Joanna Shimkus est née au Canada, à Halifax. le 30 Octobre 1943. Et si elle devient célèbre à peine sortie de l’adolescence, ce n’est pas à Londres mais à Paris que cela se passe. la jeune Joanna est une de ces jeunes filles dont la mode soudain s’entiche et en quelques mois.
Le père de Joanna est directeur d’un grand magasin et elle est persuadée qu’elle aussi fera carrière dans le commerce. Mais avant de s’y mettre, elle a un rêve à réaliser: visiter Paris.
Débarquée en France sans un rond, Elle se plaît follement à Paris et souhaite y rester plus longtemps. Alors il lui faut un peu d’argent. Faisant quelques photos pour vivre, de mannequin anonyme elle devient une égérie du prestigieux magazine VOGUE! Elle s’affiche partout et elle gagne très vite beaucoup d’argent. Son visage en couverture du magazine fait monter les ventes. Qu’elle porte les créations d’un couturier et ca se ressent jusque dans la rue car toutes les femmes, toutes les jeunes filles s’en inspirent! Diana Vreeland, rédactrice en chef du VOGUE USA écrit « Faire une rubrique beauté aujourd’hui est devenu très simple! Il n’y a qu’une seule véritable beauté au monde, c’est Joanna Shimkus, le reste inutile d’en parler!«
Comment le cinéma ne se serait-il pas lui aussi entiché de la belle Joanna? Surtout si Jean Aurel, ce grand amateur de beautés à filmer s’apprête à réaliser « De l’Amour » avec Anna Karina et Elsa Martinelli? Mais Joanna est d’abord et avant tout une créature de papier glacé, pas de pellicule. En 1966, dans « Qui Etes-vous Polly Maggoo », elle joue son propre rôle, celui d’un mannequin. Plus tard chaque fois qu’elle voudra évoquer ces premières expériences, à peine de la figuration, elle éclatera de rire en se souvenant de son attitude complètement empotée.
Lorsqu’elle abandonna la mode pour le cinéma alors qu’on ne l’avait jamais autant sollicitée et aussi somptuairement payée, on s’étonna.
Ne lâchait-elle pas la proie pour l’ombre? Il fallait au moins que le cinéma ait été une vocation.
Mais non, même pas! Elle n’y avait jamais pensé!
Il faudra toute la patience de Robert Enrico qui s’en entiche complètement pour qu’enfin, Joanna Shimkus actrice voie le jour. Il fera d’elle son actrice trois fois, lui donnant les plus prestigieux noms du cinéma comme partenaires dont Alain Delon, Jean-Paul Belmondo et Lino Ventura. Bientôt elle connaît ses propres succès personnels à l’écran avec « Tante Zita » et « Ho! ».

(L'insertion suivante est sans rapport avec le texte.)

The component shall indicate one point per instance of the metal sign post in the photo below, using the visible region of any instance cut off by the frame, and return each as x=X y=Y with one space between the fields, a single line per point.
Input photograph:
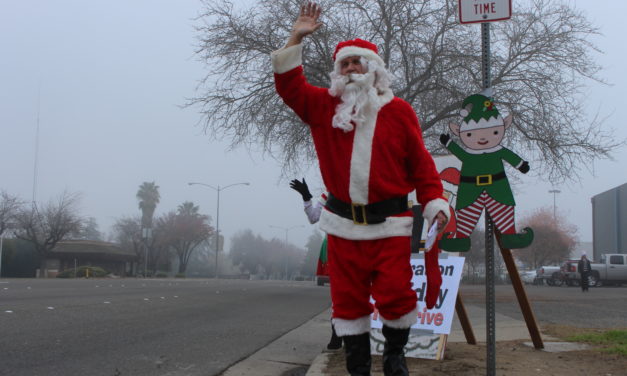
x=486 y=11
x=489 y=229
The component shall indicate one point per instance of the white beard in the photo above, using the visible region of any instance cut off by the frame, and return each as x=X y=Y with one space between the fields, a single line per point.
x=359 y=97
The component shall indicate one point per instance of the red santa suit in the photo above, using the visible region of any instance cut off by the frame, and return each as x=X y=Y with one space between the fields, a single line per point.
x=382 y=158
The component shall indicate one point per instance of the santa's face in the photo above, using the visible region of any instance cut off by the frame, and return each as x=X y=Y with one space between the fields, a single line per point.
x=352 y=64
x=481 y=139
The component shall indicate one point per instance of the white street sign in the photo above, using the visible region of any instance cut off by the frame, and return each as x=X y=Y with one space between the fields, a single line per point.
x=472 y=11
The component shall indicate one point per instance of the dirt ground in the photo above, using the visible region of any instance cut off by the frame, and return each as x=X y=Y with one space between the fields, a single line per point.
x=513 y=358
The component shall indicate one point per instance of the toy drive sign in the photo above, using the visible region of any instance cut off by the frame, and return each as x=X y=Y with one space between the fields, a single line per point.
x=471 y=11
x=437 y=320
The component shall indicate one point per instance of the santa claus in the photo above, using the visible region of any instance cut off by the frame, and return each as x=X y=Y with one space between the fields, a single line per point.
x=371 y=156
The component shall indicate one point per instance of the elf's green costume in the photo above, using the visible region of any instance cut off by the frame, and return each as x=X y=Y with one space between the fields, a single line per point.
x=483 y=183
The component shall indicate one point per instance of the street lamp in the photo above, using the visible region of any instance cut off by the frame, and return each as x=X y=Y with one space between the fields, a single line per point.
x=287 y=229
x=217 y=189
x=555 y=192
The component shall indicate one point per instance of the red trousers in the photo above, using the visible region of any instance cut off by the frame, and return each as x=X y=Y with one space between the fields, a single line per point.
x=381 y=268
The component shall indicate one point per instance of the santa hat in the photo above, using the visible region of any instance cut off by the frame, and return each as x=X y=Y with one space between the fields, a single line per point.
x=356 y=47
x=480 y=112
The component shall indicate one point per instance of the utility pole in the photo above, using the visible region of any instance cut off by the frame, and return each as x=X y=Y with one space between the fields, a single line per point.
x=555 y=192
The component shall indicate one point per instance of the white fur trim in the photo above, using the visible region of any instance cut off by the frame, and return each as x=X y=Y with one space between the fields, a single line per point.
x=333 y=224
x=403 y=322
x=357 y=51
x=433 y=207
x=287 y=58
x=361 y=157
x=345 y=327
x=386 y=97
x=482 y=123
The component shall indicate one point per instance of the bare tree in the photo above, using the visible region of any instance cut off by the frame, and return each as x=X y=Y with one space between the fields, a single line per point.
x=49 y=224
x=188 y=229
x=254 y=254
x=542 y=58
x=9 y=207
x=554 y=239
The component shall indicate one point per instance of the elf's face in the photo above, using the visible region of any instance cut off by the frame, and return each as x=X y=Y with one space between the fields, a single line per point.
x=481 y=139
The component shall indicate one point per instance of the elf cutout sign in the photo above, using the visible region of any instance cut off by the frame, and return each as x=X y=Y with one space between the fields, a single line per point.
x=483 y=183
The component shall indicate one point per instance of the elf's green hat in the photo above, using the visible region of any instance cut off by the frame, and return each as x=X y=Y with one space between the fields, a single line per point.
x=479 y=112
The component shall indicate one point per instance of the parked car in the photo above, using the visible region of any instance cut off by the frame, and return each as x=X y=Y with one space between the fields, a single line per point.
x=321 y=280
x=528 y=277
x=568 y=275
x=548 y=274
x=612 y=269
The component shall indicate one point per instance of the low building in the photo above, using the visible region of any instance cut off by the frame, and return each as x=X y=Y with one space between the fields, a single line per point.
x=108 y=256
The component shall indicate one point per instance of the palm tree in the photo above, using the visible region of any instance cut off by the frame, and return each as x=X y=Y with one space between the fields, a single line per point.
x=148 y=196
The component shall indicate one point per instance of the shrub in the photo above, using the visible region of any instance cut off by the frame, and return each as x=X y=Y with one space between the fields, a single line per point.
x=68 y=273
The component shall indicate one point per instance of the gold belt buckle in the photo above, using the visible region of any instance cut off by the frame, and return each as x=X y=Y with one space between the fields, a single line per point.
x=362 y=208
x=479 y=177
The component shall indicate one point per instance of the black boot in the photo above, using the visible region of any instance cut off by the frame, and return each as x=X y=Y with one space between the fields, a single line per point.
x=358 y=354
x=393 y=354
x=335 y=342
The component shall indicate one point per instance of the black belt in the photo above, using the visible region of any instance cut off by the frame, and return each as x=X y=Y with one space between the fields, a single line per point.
x=482 y=179
x=367 y=214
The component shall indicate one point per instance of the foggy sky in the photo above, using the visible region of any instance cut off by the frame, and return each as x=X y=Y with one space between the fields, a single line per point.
x=108 y=79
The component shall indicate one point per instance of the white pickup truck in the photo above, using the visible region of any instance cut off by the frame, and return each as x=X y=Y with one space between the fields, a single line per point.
x=612 y=269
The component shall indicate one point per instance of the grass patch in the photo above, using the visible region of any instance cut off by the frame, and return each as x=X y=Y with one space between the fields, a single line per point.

Sur ses tournages elle est comme dans la vie, calme, stoïque, patiente. ur le tournage de « Tante Zita », la comédienne Katina Paxinou trans pire tout ce qu’elle peut sous une montagne de couvertures. Dans le scénario, tante Zita est malade. Il fait une chaleur de four sur le plateau. Pendant qu’on règle les éclairages, la présence de Joanna n’est pas requise. Elle pourrait se prélasser dans sa loge bien tranquillement. Mais non, elle reste là, dans un coin du plateau. DE temps en temps elle fait un petit signe affectueux à Katina en train de fondre comme si c’était vraiment sa tante, comme si elle était vraiment souffrante. Elle pousse même la compassion jusqu’à transpirer tout autant.

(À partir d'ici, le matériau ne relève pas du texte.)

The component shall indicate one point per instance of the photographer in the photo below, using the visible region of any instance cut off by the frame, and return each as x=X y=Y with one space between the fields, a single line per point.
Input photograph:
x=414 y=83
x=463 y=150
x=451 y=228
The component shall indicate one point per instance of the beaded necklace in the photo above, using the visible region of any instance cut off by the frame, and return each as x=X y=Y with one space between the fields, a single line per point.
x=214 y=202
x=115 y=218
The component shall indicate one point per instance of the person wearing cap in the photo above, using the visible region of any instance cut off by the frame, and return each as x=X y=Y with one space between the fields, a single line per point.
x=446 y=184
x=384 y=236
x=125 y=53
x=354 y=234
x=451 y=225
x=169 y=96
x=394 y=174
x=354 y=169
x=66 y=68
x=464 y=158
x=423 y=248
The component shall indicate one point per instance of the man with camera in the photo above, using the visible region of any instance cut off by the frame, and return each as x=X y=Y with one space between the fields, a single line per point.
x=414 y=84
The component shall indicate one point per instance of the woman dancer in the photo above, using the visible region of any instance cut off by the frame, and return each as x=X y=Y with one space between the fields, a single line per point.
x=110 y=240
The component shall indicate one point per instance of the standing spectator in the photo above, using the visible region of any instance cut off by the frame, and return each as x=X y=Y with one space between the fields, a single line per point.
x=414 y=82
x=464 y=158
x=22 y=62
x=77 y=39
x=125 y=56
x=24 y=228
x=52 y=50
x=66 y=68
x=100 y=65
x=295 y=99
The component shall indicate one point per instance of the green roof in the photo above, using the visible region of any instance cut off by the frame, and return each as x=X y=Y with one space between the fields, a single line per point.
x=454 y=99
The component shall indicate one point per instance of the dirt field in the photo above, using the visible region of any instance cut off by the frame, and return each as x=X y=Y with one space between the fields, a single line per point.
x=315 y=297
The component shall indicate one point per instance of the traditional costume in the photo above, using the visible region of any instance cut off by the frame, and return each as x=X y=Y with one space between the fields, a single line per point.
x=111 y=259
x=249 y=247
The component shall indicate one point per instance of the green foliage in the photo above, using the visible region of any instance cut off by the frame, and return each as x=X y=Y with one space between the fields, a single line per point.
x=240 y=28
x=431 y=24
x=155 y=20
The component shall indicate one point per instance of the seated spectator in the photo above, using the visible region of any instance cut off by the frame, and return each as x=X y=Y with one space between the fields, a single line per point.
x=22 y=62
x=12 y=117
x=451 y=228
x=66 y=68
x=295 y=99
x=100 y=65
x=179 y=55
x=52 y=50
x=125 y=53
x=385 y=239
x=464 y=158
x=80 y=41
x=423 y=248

La presse crut que le film avait été écrit pour elle tant elle y était à sa place. Robert Enrico dut démentir en expliquant que l’histoire de cette jeune fille qui découvre l’amour la nuit même où sa tante adorée qui l’a élevée meurt était l’histoire de sa femme Lucie Hanon. Il s’empressait quand même d’ajouter que sans Joanna le film n’était pas possible. Aucune fille jusqu’ici n’avait autant de charme, de grâce, de pudeur et de lyrisme tout à la fois.
Joanna qui entend celui qu’elle appelle « Monsieur Enrico » sourit en baissant pudiquement les yeux. Plus tard elle dira « Monsieur Enrico m’a fait confiance, il m’a tout appris puis m’a donné ma grande chance avec « Les aventuriers », je lui dois tout.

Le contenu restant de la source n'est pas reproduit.